AutoResearch: AI Self-Optimizes Code via Experiments
AutoResearch lets AI iteratively improve algorithms without human coding by running experiments in a constrained loop, boosting a chess engine from 750 to 2600 ELO and fixing restaurant inventory failures.
AutoResearch Mechanism: Constrained Experimentation Loop
AutoResearch structures AI optimization around three files: a program file defining the goal algorithm, a prepare.py file for evaluation metrics, and strict rules forbidding changes outside the target code. The AI runs incremental experiments, keeping only variants that improve eval scores and discarding failures. This creates a self-improving loop without human intervention during iterations, unlike vibe coding which builds features sequentially with manual checks. For instance, constrain the AI to modify only scoring logic using predefined tools, ensuring focused progress.
To succeed, define precise evals upfront—vague goals like 'make this better' fail to scale. Provide fast feedback loops via simulations; without them, iteration stalls.
Key Examples: Restaurant Inventory and Chess Engine
In a 30-day restaurant simulation, the initial algorithm fails over 50% of orders by reordering one ingredient at a time when stock hits zero, plus 3-5 day lead times causing delays.
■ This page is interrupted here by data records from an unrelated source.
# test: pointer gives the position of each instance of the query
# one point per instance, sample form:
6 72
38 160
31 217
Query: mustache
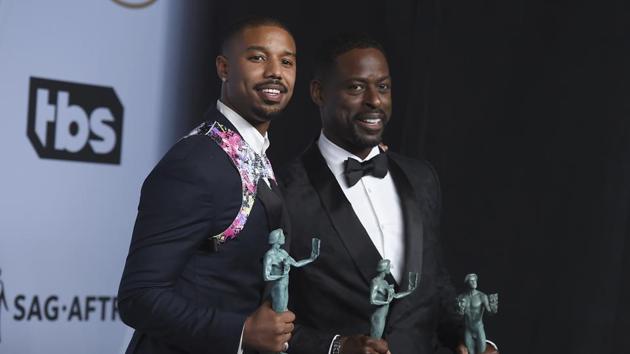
377 113
273 83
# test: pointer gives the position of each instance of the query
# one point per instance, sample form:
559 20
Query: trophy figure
276 266
382 293
471 304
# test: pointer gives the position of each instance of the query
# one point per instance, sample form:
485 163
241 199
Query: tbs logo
71 121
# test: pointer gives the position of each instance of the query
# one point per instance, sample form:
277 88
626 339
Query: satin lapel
414 235
271 200
341 214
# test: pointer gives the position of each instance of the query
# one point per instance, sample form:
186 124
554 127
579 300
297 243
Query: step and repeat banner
84 100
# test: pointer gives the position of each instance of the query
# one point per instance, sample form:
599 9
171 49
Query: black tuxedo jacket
180 293
331 295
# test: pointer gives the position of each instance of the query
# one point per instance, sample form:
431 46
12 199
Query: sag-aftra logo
72 121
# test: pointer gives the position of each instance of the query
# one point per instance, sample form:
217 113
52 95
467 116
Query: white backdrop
65 224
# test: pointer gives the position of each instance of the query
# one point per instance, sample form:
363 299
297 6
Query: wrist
337 345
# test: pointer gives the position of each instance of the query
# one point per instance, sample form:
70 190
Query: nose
372 98
272 69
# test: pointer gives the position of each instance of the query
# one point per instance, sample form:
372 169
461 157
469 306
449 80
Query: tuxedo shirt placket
376 203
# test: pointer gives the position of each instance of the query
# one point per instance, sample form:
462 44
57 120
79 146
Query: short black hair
248 21
335 46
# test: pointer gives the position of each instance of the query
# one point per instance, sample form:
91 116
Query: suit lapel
344 220
269 198
414 235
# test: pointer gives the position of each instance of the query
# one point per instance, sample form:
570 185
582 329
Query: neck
359 152
261 126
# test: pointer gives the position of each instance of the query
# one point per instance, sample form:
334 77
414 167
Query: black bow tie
354 170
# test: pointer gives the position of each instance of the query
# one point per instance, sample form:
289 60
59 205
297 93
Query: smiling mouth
271 93
371 121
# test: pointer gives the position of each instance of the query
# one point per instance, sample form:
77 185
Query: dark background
522 107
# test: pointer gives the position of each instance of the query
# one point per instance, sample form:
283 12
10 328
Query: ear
222 67
317 94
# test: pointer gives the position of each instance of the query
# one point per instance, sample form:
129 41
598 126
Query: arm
413 281
174 216
314 254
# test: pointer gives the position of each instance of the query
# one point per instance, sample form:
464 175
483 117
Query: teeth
372 121
271 91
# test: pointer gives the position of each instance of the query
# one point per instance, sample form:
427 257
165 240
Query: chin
266 114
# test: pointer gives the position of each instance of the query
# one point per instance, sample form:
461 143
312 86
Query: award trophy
276 266
382 293
471 304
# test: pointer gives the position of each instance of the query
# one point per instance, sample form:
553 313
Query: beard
362 140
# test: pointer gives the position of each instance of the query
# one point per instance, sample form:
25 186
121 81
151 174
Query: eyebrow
388 77
264 49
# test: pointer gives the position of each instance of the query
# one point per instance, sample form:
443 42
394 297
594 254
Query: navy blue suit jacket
180 293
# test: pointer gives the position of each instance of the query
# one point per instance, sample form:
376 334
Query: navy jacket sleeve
175 215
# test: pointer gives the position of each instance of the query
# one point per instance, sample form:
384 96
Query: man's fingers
287 316
379 345
289 328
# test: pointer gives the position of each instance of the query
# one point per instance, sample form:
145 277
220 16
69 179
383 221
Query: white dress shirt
376 203
256 141
253 138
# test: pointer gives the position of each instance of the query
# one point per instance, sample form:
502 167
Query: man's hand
461 349
267 331
363 345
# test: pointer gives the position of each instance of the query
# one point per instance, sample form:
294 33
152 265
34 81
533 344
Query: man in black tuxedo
192 281
365 205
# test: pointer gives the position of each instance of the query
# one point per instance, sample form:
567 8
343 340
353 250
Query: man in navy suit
192 281
365 205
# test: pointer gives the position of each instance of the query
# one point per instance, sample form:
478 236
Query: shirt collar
251 135
335 156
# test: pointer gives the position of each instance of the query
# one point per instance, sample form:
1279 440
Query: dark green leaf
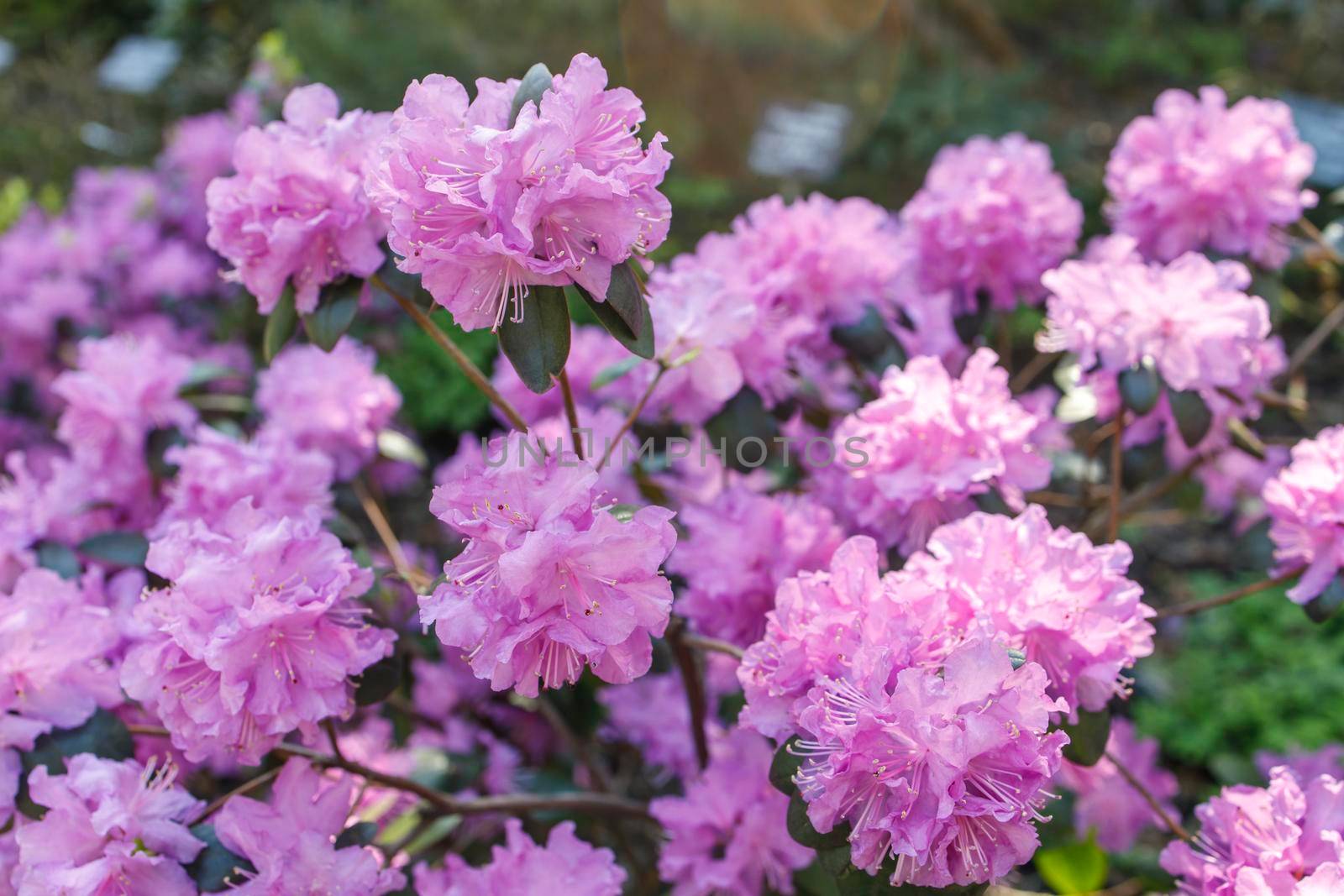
784 766
358 835
1140 387
58 558
280 325
539 344
803 832
121 548
1193 416
376 683
333 317
1074 868
535 82
217 868
640 344
1088 736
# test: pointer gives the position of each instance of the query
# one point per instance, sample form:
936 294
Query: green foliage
1254 674
436 396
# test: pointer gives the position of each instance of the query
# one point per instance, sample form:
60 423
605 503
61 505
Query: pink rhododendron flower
291 840
564 864
1048 593
931 443
549 580
111 828
1106 802
1284 840
217 470
329 402
942 770
992 215
727 835
483 208
1191 320
741 547
1198 174
1305 504
257 634
296 210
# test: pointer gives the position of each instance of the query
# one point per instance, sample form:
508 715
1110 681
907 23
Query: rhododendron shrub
781 566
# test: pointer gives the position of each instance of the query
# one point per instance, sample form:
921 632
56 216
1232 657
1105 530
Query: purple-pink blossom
257 634
727 835
1283 840
291 840
1106 802
992 217
1305 504
1198 174
296 211
550 580
931 443
739 548
331 402
109 828
484 208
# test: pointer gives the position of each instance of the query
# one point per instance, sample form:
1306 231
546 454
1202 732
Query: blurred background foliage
850 97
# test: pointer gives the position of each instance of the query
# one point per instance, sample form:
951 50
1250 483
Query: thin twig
632 417
694 688
416 578
571 412
712 645
1173 825
450 348
1245 591
246 788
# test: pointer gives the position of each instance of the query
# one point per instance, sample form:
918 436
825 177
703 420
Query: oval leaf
120 548
280 325
539 344
1088 738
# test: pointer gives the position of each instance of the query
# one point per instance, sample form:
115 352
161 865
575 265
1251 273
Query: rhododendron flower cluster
296 211
1305 504
255 636
484 207
933 443
992 217
1198 174
550 580
727 835
1283 840
1106 802
564 864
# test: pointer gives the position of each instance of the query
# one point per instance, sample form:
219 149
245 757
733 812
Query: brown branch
1173 825
1245 591
460 358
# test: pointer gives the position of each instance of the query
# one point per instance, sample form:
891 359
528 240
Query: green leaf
333 317
120 548
398 446
1140 387
280 325
58 558
1074 868
613 372
784 766
1088 738
376 683
217 867
539 344
803 832
535 82
612 322
1193 416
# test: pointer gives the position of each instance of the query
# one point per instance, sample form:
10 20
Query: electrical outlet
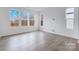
53 30
53 19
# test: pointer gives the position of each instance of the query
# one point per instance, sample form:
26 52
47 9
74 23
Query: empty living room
39 29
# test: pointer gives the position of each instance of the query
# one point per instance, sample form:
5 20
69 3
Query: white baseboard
62 35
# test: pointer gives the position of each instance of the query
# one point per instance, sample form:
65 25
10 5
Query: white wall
59 25
6 29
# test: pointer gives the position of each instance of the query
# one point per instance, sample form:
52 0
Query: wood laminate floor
38 41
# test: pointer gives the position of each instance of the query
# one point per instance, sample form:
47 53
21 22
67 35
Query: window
24 21
31 20
70 18
41 20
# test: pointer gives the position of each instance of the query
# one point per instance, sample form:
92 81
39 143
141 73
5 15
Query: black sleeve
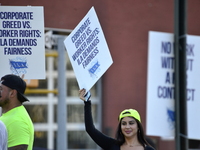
99 138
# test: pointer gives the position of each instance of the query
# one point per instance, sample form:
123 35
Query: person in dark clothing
129 136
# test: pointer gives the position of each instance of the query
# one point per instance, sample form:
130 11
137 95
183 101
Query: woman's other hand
81 94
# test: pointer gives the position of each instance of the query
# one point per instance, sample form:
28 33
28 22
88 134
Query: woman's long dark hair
140 134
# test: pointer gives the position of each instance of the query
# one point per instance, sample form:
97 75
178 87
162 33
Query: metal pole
180 75
61 108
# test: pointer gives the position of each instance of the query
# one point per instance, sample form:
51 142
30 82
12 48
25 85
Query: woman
129 136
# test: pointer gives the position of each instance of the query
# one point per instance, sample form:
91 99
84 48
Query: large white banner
88 51
160 88
22 50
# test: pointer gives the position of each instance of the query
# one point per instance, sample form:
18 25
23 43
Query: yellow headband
130 113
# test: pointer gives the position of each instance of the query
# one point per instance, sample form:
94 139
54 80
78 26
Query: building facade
126 25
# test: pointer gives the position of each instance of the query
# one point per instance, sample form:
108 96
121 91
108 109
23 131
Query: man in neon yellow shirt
15 117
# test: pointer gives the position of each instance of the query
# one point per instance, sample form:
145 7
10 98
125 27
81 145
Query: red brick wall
126 24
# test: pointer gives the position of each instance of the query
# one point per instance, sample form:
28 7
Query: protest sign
160 86
88 51
22 49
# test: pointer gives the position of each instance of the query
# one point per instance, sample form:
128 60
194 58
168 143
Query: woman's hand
81 94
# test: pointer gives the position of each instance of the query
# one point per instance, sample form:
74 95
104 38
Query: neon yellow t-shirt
19 127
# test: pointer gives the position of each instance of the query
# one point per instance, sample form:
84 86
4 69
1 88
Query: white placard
160 86
88 51
22 49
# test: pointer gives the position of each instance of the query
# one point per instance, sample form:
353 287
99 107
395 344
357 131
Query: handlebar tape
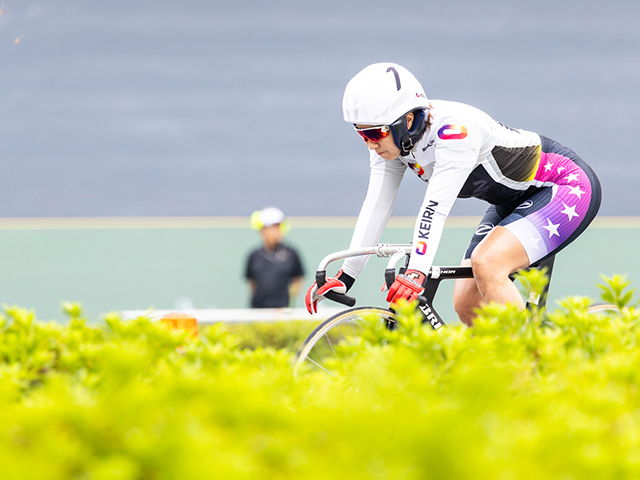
344 299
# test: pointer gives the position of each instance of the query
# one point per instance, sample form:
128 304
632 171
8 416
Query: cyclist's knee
465 300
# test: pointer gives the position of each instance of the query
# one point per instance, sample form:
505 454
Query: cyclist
541 194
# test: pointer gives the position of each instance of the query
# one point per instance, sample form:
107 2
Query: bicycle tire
314 349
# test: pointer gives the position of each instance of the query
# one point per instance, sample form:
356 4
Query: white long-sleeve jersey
463 153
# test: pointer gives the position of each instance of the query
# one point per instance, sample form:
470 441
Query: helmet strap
406 138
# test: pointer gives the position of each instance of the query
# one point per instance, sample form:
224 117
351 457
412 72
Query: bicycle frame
435 275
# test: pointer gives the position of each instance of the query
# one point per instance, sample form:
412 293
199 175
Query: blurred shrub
547 396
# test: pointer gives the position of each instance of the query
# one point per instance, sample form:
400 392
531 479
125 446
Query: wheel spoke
332 332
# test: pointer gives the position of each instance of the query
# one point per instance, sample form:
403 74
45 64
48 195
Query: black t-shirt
272 271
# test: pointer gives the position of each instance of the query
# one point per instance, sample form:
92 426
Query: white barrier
239 315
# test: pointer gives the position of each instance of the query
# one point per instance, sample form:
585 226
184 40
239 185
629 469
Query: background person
274 270
541 194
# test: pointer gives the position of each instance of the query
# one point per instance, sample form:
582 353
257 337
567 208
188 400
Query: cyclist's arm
451 170
384 181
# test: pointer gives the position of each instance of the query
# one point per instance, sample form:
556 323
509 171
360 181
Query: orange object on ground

AutoResearch optimizes it to order aggressively on day one, group quantities, and preemptively fill inventory above depletion points, sustaining stock through sales fluctuations.
Refining the eval to maximize working capital (not just stock levels) further improves outcomes: the business accumulates cash by avoiding overstock on slow days, channeling revenue efficiently without depleting funds.
For chess, start with a 750 ELO engine; after hours of experiments, it reaches 2600 ELO by incrementally refining scoring, flatlining until breakthroughs then compounding gains.
Implications and Limitations for Software Development
This shifts software development from manual coding to problem definition: articulate goals, evals, and constraints clearly for AI to handle iteration. It fits narrow, simulatable domains with quantifiable metrics, revealing a new paradigm for agent-driven optimization.
Trade-offs: Requires human setup for right metrics and structure; poor evals (e.g., overemphasizing stock) tie up capital. Not universal—fails without fast feedback or clear goals, limiting to tasks like algorithm tuning over broad engineering.